Research: Model-data integration in hydrology
Uncertainty quantification for mountainous watersheds
- Study site: East River, Colorado, United States
This project studys the impacts of uncertain factors, which range from bedrock to canopy to climate disturbances, within diverse floodplains and hillslopes situated in mountainous watersheds. We leverage advanced modeling, machine learning and decision science to learn the importance of underlying factors, ultimately enhancing our ability to quantify the uncertainty of both water quantity and quality in the near future.
Papers are in preparation.
Surrogate modeling for process-based modeling
- Study site: Savannah River Site, South Carolina, United States
Understanding the climate impact on groundwater contamination requires us to quantify the uncertainty from both subsurface and climate properties. Doing so requires fast and accurate numerical simulations. We address the computational cost challenge for numerical models using a physics-informed neural network, where we combine the Neural Opertor with the physics-informed loss functions. We demonstrate our surrogate modeling approach at one testbed: Savannah River Site (SRS) F-Area. The faster surrogate model can help us assess the spatiotemporal variations of groundwater contamination under uncertain climate disturbances more efficiently. The ultimate goal is to provide decision solutions for contaminated sites monitoring.

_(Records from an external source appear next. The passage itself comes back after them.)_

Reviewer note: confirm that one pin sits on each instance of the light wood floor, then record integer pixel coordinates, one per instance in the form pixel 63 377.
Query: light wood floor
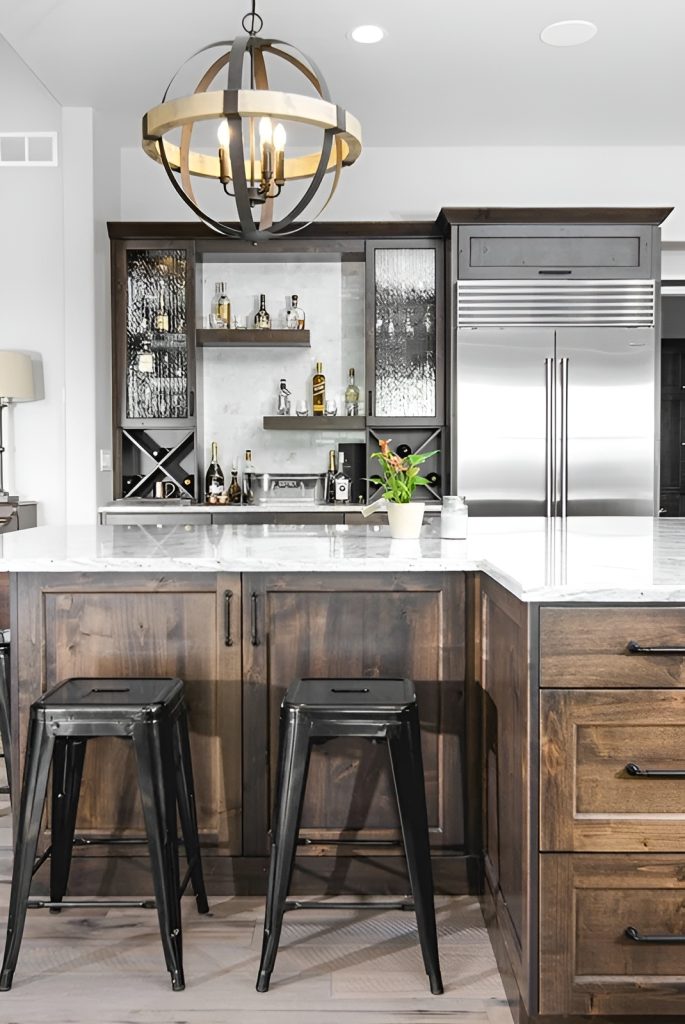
pixel 105 967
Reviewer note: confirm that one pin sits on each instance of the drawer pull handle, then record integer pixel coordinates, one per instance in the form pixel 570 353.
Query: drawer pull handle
pixel 638 772
pixel 636 648
pixel 227 636
pixel 632 933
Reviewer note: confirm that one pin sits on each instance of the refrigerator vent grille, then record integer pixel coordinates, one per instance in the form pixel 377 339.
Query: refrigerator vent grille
pixel 555 303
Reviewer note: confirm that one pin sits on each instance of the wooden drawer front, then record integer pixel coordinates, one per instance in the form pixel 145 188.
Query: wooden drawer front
pixel 587 963
pixel 589 801
pixel 589 646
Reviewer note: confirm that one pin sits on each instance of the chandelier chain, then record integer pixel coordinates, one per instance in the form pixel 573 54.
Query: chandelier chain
pixel 252 16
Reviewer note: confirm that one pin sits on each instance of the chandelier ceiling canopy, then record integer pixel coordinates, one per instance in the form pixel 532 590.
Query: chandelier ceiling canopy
pixel 250 161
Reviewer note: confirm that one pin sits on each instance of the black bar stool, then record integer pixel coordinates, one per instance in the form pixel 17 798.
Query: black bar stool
pixel 4 711
pixel 316 710
pixel 152 714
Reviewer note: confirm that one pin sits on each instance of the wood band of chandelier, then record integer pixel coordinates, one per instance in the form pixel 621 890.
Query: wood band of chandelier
pixel 238 103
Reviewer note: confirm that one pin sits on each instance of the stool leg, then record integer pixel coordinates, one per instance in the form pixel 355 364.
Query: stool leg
pixel 187 811
pixel 154 751
pixel 404 749
pixel 39 753
pixel 4 715
pixel 67 772
pixel 293 763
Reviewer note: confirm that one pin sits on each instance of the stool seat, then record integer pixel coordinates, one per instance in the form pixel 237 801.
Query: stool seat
pixel 316 710
pixel 151 713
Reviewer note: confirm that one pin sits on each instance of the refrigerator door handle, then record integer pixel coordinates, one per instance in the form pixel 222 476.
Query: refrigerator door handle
pixel 563 433
pixel 550 448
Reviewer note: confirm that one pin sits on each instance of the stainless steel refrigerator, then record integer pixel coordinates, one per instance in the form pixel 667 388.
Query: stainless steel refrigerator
pixel 556 398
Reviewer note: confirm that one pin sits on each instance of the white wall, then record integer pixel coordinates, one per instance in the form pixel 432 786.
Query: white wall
pixel 32 292
pixel 391 184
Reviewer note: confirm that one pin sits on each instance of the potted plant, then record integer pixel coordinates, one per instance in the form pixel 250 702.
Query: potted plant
pixel 399 477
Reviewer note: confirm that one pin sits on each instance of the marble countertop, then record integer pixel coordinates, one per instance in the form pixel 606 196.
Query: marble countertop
pixel 586 559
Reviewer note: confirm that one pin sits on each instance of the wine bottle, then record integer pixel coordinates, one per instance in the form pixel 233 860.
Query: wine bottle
pixel 248 476
pixel 262 318
pixel 330 486
pixel 214 477
pixel 295 315
pixel 351 395
pixel 342 481
pixel 318 391
pixel 220 306
pixel 234 492
pixel 284 398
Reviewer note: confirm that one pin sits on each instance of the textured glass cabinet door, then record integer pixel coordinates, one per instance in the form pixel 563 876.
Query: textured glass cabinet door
pixel 405 325
pixel 158 366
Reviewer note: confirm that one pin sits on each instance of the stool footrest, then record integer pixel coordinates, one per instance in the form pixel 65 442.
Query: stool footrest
pixel 39 904
pixel 356 904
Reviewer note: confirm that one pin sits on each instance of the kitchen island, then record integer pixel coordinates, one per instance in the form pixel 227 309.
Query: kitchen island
pixel 548 659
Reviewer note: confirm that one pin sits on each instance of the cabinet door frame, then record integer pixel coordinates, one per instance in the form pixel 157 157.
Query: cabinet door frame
pixel 120 249
pixel 370 314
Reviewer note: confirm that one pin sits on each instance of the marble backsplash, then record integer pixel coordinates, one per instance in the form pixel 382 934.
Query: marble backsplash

Conference proceedings: Wang et al., Machine Learning and the Physical Sciences workshop, NeurIPS 2022
Journal paper is under review.
Statistical modeling as the alternative to process-based modeling
- Study site: Jutland, Denmark
Agricultural nitrate pollutants infiltrate into the subsurface and contaminate groundwater. The redox environment in the subsurface is important for the natural removal of nitrate by denitrification. However, the redox structure modeling in 3D requires additional assumptions and the process-based modeling is difficult to formulate and to solve. This project combines the geophysical survey: towed transient electromagnetic resistivity (tTEM) and redox boreholes to model 3D redox architecture stochastically using statistical learning, geostatistics and local inversion methods. This statistical learning framework also provides important resistivity structures for domain experts to understand what controls the redox conditions. The highly accurate redox architecture supports a better agricultural regulation decision.
Machine learning-based inversion methods
Bayesian inversion is commonly applied to quantify uncertainty of hydrological variables. However, Bayesian inversion is usually focused on spatial hydrological properties instead of hyperparameters or non-gridded physical global variables. This project presents a hierarchical Bayesian framework to quantify uncertainty of both global and spatial variables. We propose a machine learning-based inversion method to estimate the joint distribution of data and global variables directly without introducing a statistical likelihood. We propose a new local dimension reduction method: local principal component analysis (local PCA) to update large-scale spatial fields with local data more efficiently. With the help of machine learning and efficient dimension reduction, the inversion becomes approachable for high-resolution hydrologic models.
Data-knowledge-driven geological interfaces modeling
- Study site: Greenland and South Australia, Australia
Modeling complex geological interfaces is a common task in geosciences. Many data sources are available for geological interface modeling, including borehole data and geophysical surveys. Geological knowledge, such as the delineation from geologists, is difficult to quantify but likely adds value to geological interface modeling. To integrate all information, this project presents a data-knowledge-driven trend surface analysis method to construct stochastic geological interfaces. A Metropolis–Hastings sampling framework is designed to sample stochastic trend interfaces and quantify the uncertainty of geological interfaces. We demonstrate our method in three different test cases: modeling stochastic interfaces of Greenland subglacial topography, magmatic intrusion, and buried river valleys in Australia.
Active learning to iteratively label new geophysical data
Seismic interpretation plays an essential role in locating subsurface horizons and understanding geological formations. This project investigates how to use semi-supervised segmentation to improve horizon predictions, even if we have only a few labeled horizons. An active learning framework is also proposed to label the most uncertain unlabeled sections, given the uncertainty estimation using deep ensembles. We believe our work helps geophysicists reduce the amount of labeling effort and achieve higher facies classification accuracy with the same amount of labeling work.